Of course, it is not possible to ensure that every political leader whether Minister or Member of Parliament is incorruptible, but there must be more satisfactory mechanism to weed out Ministers or MPs who make use of their political office for personal enrichment.
Political corruption takes many forms and has many causes. For instance, the annual allocation of $100,000 a year for Barisan Nasional Parliamentary
constituencies for minor development projects is a form of political corruption. Yet the Government cannot recognize it for what it is, which showed that it had a moral blind-spot which prevented it from discerning what is morally right and what is morally wrong.
Political corruption will remain a serious problem so long as politics is seen as a short-cut to riches and fortune, rather than as a form of service and dedication to the country and people.
The Far Eastern Economic Review, in its October 6 issue, carried an article of how a Ministry of Trade and Industry scheme to widen share ownership among bumiputras had been made use of by influential UMNO political leaders, including Ministers, Members of Parliament and State Assemblymen to acquire shares at very cheap prices and become rich overnight in contravention of the Ministry’s own regulations. The two share issues researched into were the East Asiatic Company (Malaysia) and the Kuala Lumpur Kepong (KLK). For instance, the book profit accruing to these special breed of highly political influential share-holders of KLK stock reached $1 million within a month of the issue in May this year.
More and more in Malaysia, politics is identified with money, to the extent that the politics of money has become a very unhealthy development, as it corrupts politics and politicians.
When I visited Sabah in February this year and Sarawak last month, I became aware of the pervasive power of money in politics. Although election laws limit election expenditures to $20,000 per parliamentary candidate, I do not think there is a single Barisan Nasional parliamentary candidate who spent less than $20,000. In Sarawak, the average election expenditure for a Barisan Nasional candidate is in the region of $200,000 to $300,000. understand that there was a Barisan Nasional parliamentary candidate seeking re-election who spent as much as $1.5 million.

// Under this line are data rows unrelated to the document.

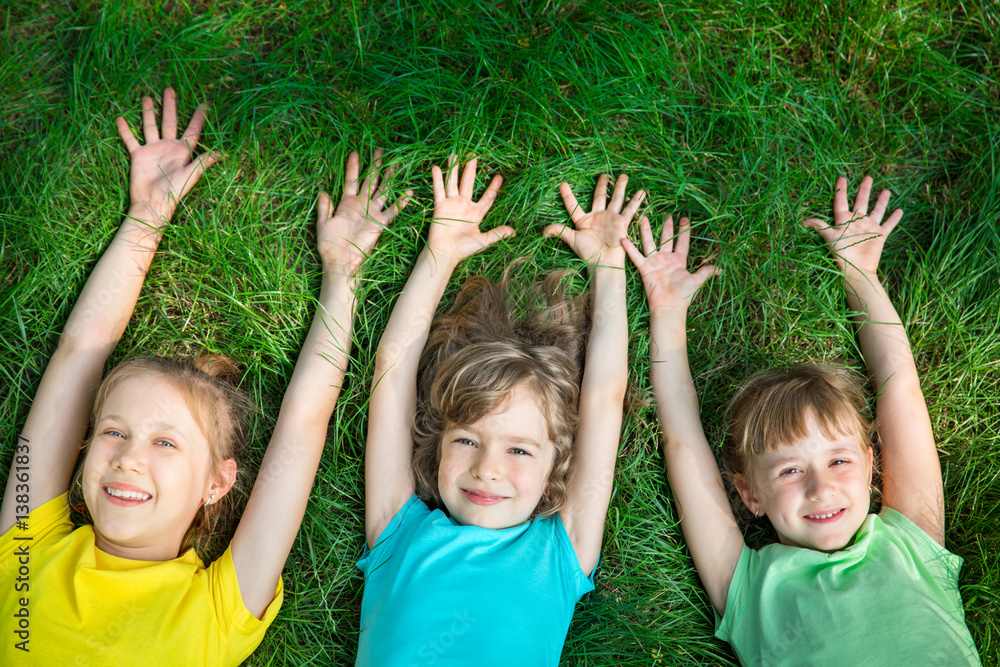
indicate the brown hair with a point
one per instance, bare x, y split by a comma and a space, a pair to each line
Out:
222, 410
773, 408
479, 351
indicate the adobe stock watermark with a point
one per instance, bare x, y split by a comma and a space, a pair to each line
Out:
22, 582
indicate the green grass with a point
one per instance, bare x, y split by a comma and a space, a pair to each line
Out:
738, 114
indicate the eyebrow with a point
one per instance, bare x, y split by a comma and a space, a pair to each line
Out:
159, 426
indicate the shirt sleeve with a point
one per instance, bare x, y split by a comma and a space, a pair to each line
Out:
244, 629
367, 561
48, 523
944, 564
738, 596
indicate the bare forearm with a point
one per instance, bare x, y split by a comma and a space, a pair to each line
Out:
670, 375
881, 334
606, 376
109, 296
409, 325
319, 373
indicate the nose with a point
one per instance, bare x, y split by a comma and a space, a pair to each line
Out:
128, 456
486, 466
820, 485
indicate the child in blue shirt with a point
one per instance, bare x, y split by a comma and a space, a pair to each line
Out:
843, 587
480, 541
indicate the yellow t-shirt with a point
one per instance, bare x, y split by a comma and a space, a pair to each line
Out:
69, 603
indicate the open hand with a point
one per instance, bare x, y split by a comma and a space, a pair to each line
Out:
346, 235
856, 238
663, 266
454, 232
598, 235
163, 170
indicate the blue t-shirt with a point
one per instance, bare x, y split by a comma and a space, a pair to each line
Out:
439, 593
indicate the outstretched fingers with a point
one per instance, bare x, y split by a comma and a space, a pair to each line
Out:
683, 242
323, 207
667, 235
601, 194
570, 202
149, 130
125, 132
490, 194
646, 236
861, 200
618, 194
468, 185
633, 205
169, 114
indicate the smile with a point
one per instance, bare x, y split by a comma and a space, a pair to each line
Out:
482, 497
125, 497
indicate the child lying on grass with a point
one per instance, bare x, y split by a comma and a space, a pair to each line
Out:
843, 587
160, 458
480, 541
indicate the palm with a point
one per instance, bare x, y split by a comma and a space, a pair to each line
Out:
163, 170
454, 229
597, 236
346, 236
857, 237
663, 266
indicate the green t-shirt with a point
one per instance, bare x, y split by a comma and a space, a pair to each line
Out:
890, 598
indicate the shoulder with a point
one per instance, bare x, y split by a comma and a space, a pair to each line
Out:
44, 525
896, 529
224, 589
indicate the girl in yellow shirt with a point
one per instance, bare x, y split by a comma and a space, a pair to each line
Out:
161, 453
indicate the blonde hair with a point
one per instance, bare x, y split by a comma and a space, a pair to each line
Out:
479, 351
773, 409
209, 385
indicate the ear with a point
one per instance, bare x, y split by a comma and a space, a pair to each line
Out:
223, 479
746, 492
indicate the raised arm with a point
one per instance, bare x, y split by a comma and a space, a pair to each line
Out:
911, 472
597, 239
453, 236
707, 520
162, 171
278, 501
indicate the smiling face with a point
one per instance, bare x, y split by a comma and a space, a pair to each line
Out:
815, 490
148, 470
494, 472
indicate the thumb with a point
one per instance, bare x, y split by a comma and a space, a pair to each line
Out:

When so much money is spent to get elected, one can legitimately ask what is at issue: money or politics? Those who spent vast fortunes to get elected will spend their term in office not only recouping their expenditures, but to reap back profits many fold! They will be more interested in making use of their elected office and term to get land, timber concessions, licenses, permits, shares which are underpriced, and all other short- uts to wealth and fortune.
The most effective way to curb such betrayal of public interest is to have a law requiring Ministers. and MPs to annually declare in public their assets and that of their next of kin.
Although at present, Ministers, Deputy Ministers and Parliamentary Secretaries are required to declare their assets to the Prime Minister when they take up their posts, this is not satisfactory- as evidenced by the fact that the public is not convinced that every member of the Cabinet could explain where and how his wealth had been legally and honourably acquired.
A law requiring a regular public declaration of assets by Ministers And Members of Parliament is a pre-condition to a clean, honest, and incorrupt Government.
Corruption has led to the downfall of many countries and the decay of many societies. It is the duty of Parliament to safeguard our country from such a disaster, and to enact laws which will ensure, to the best of human ability, that our public and high political leaders are men of integrity and incorruptibility-that they are not only clean and incorrupt, but can be constantly subject to public scrutiny and accountability to demonstrate their honesty and incorruptibility.